In another case, a machine room butterfly valve signature was rounded in the seating area and wouldn’t close all the way. “We pulled the valve, and found a wad of emery cloth in it.”

A third example was a steam vent valve with whisper trim. On examination, it had weld slag stuck in the whispers.

“We could collect these signatures during operation using a HART communicator, but at 30 minutes a valve, it would take one person more than a year to do all the valves in the plant,” St. Thomas said. “We can preventively replace valves on a schedule, but that’s a waste of money—if we could have gotten another year from the valve, it wastes useful life. And it wastes time during a shutdown.”

Now, the plant is running valve signature tests on Fisher ValveLink software inside AMS Device Manager. It opens and closes the valve, and checks how it tracks with the signal and actuator. Any offset shows a problem. The key is to know what the valve looks like when it’s good—new or rebuilt—then look for deviations.

“What if you have a sub-par transmitter or a bad pH probe?” said St. Thomas. “Faulty valves and transmitters are harder to detect than ones that have failed, but cause lost efficiency and lost productivity that add up to real dollars.”

Then too, you may have field devices in hard-to-reach and hazardous areas, with corroded covers and screws. Can you get in there to truly and precisely measure valve response?

Getting it going

To convince management that online diagnostics would pay off, the mill did a pilot. “We identified the top 25 valves and did a study of the cost of valves and labor for preventive maintenance,” said Murphy.

They determined that predictive maintenance would save $705 per valve. On a 200-tag system, that would be $141,000 per year. “To recognize that some valves are less critical, we applied a 0.5 factor, to $70,000 per year,” Murphy said. “The payback calculated to less than five months. And that only recognizes the cost of pulling valves during shutdown, not any improvements in the process or reliability.”

They’ve also been collecting examples of how the system could prevent unplanned maintenance and shutdowns, called quantified business results (QBRs). In one QBR, “We had a performance issue causing variations in the process that led to sheet breaks,” St. Thomas said. Each break cost $23,500. “It turns out the actuator on a pulp stock valve had the wrong tuning.”

In another QBR, they found one of the valves on the steam dryer could only open to 80% due to low pressure at the actuator. A second could only open 46%. It’s in a hot environment—the valve diagnostics recorded a peak of 162 °F—and had hardened o-rings. “So, we were slowing down the drying process at an estimated cost of $1,000 per day, and we don’t know for how long,” St. Thomas said.

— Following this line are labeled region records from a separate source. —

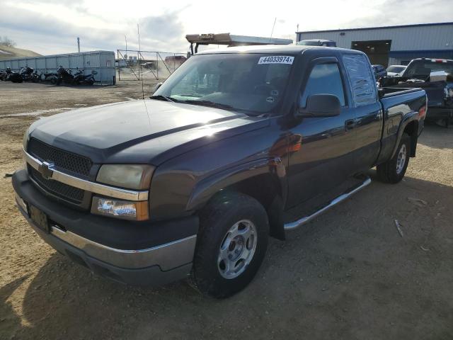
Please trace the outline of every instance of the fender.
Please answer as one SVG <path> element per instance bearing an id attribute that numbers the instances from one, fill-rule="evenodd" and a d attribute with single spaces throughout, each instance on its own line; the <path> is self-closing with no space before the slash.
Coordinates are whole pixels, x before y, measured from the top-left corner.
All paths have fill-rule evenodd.
<path id="1" fill-rule="evenodd" d="M 395 142 L 395 146 L 394 147 L 394 150 L 391 153 L 391 155 L 389 157 L 389 159 L 392 159 L 395 155 L 395 154 L 396 153 L 398 147 L 403 137 L 403 133 L 404 132 L 404 130 L 406 129 L 406 127 L 408 126 L 408 124 L 413 121 L 416 121 L 417 124 L 418 124 L 419 120 L 420 120 L 420 118 L 418 116 L 418 111 L 411 111 L 409 113 L 406 113 L 403 117 L 403 119 L 401 120 L 401 122 L 399 124 L 399 127 L 398 128 L 396 142 Z M 418 137 L 418 135 L 416 135 L 416 136 Z M 415 137 L 415 138 L 417 138 L 417 137 Z"/>
<path id="2" fill-rule="evenodd" d="M 286 198 L 286 169 L 278 157 L 268 157 L 215 173 L 200 181 L 192 191 L 188 202 L 188 210 L 196 210 L 221 190 L 259 175 L 270 174 L 280 186 L 283 199 Z"/>

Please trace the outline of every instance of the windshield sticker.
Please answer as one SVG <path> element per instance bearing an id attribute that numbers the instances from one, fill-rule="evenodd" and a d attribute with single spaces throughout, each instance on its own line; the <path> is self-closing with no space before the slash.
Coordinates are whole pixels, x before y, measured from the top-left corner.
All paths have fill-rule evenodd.
<path id="1" fill-rule="evenodd" d="M 287 64 L 292 65 L 292 62 L 294 61 L 294 57 L 289 57 L 287 55 L 269 55 L 268 57 L 261 57 L 258 61 L 258 64 Z"/>

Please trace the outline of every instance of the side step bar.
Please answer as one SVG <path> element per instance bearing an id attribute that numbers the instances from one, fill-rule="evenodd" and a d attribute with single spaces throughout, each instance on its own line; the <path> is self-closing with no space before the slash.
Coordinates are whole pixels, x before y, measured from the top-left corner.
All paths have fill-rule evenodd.
<path id="1" fill-rule="evenodd" d="M 343 202 L 343 200 L 345 200 L 346 198 L 351 196 L 354 193 L 363 189 L 365 186 L 367 186 L 370 183 L 371 183 L 371 178 L 369 177 L 367 177 L 363 181 L 363 183 L 362 183 L 362 184 L 360 184 L 358 186 L 356 186 L 355 188 L 351 190 L 350 191 L 348 191 L 347 193 L 340 195 L 336 198 L 334 198 L 333 200 L 332 200 L 331 203 L 328 203 L 327 205 L 321 208 L 318 211 L 316 211 L 313 214 L 309 216 L 304 216 L 300 218 L 299 220 L 297 220 L 297 221 L 285 223 L 284 225 L 285 230 L 292 230 L 293 229 L 296 229 L 300 227 L 302 225 L 304 225 L 305 223 L 310 222 L 311 220 L 313 220 L 315 217 L 317 217 L 323 212 L 329 210 L 331 208 L 338 204 L 340 202 Z"/>

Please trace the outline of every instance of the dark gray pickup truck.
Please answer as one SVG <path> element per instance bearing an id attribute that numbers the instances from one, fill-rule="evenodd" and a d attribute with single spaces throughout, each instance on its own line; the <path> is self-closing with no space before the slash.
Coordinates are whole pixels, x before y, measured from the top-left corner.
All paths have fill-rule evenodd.
<path id="1" fill-rule="evenodd" d="M 425 91 L 379 89 L 367 56 L 268 46 L 190 58 L 150 98 L 34 123 L 19 210 L 60 253 L 116 281 L 247 285 L 268 237 L 369 183 L 401 180 Z"/>

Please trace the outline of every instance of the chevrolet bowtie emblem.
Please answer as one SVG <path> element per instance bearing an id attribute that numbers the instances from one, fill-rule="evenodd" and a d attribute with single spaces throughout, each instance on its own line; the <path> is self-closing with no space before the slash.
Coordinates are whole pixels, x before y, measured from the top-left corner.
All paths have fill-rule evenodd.
<path id="1" fill-rule="evenodd" d="M 40 171 L 40 174 L 42 175 L 45 179 L 49 179 L 52 177 L 54 171 L 52 169 L 53 167 L 53 163 L 47 163 L 47 162 L 43 162 L 42 164 L 40 164 L 38 166 L 38 171 Z"/>

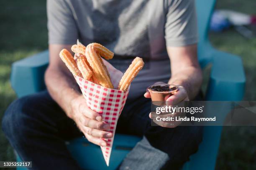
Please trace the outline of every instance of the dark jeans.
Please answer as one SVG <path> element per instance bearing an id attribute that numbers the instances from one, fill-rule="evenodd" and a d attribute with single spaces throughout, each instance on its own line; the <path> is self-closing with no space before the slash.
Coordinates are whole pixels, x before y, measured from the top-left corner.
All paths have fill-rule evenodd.
<path id="1" fill-rule="evenodd" d="M 202 128 L 151 126 L 151 101 L 128 100 L 117 132 L 144 136 L 128 154 L 120 169 L 175 169 L 189 160 L 202 140 Z M 65 141 L 83 134 L 47 91 L 13 102 L 3 119 L 3 129 L 23 160 L 34 169 L 79 169 Z"/>

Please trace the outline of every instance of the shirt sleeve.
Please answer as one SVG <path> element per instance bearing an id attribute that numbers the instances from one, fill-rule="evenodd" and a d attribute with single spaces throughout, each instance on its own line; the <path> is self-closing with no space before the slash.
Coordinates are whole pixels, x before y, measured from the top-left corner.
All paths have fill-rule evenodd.
<path id="1" fill-rule="evenodd" d="M 78 30 L 70 6 L 63 0 L 47 0 L 49 44 L 76 43 Z"/>
<path id="2" fill-rule="evenodd" d="M 166 6 L 166 46 L 184 46 L 196 43 L 198 35 L 194 0 L 169 0 Z"/>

These examples further support investments in AMS Device Manager.

Implementation is straightforward. Spartan conducted an audit on the existing AMS system, provided a quote for hardware and software, and submitted an implementation plan. Harmac assigned an AMS champion from the valve shop, identified the tags to be monitored, and assigned devices to the proper priorities (1, 2 or 3). Then working together, Spartan and Harmac replaced any non-smart devices on the priority 1 and 2 lists with smart devices, configured the alarms in the devices, set up the database and trained the area champion(s).

Once in operation, they’ll continue to capture QBRs going forward, said St. Thomas. “We’ll continue to reap the benefits, with a tangible effect on our business.”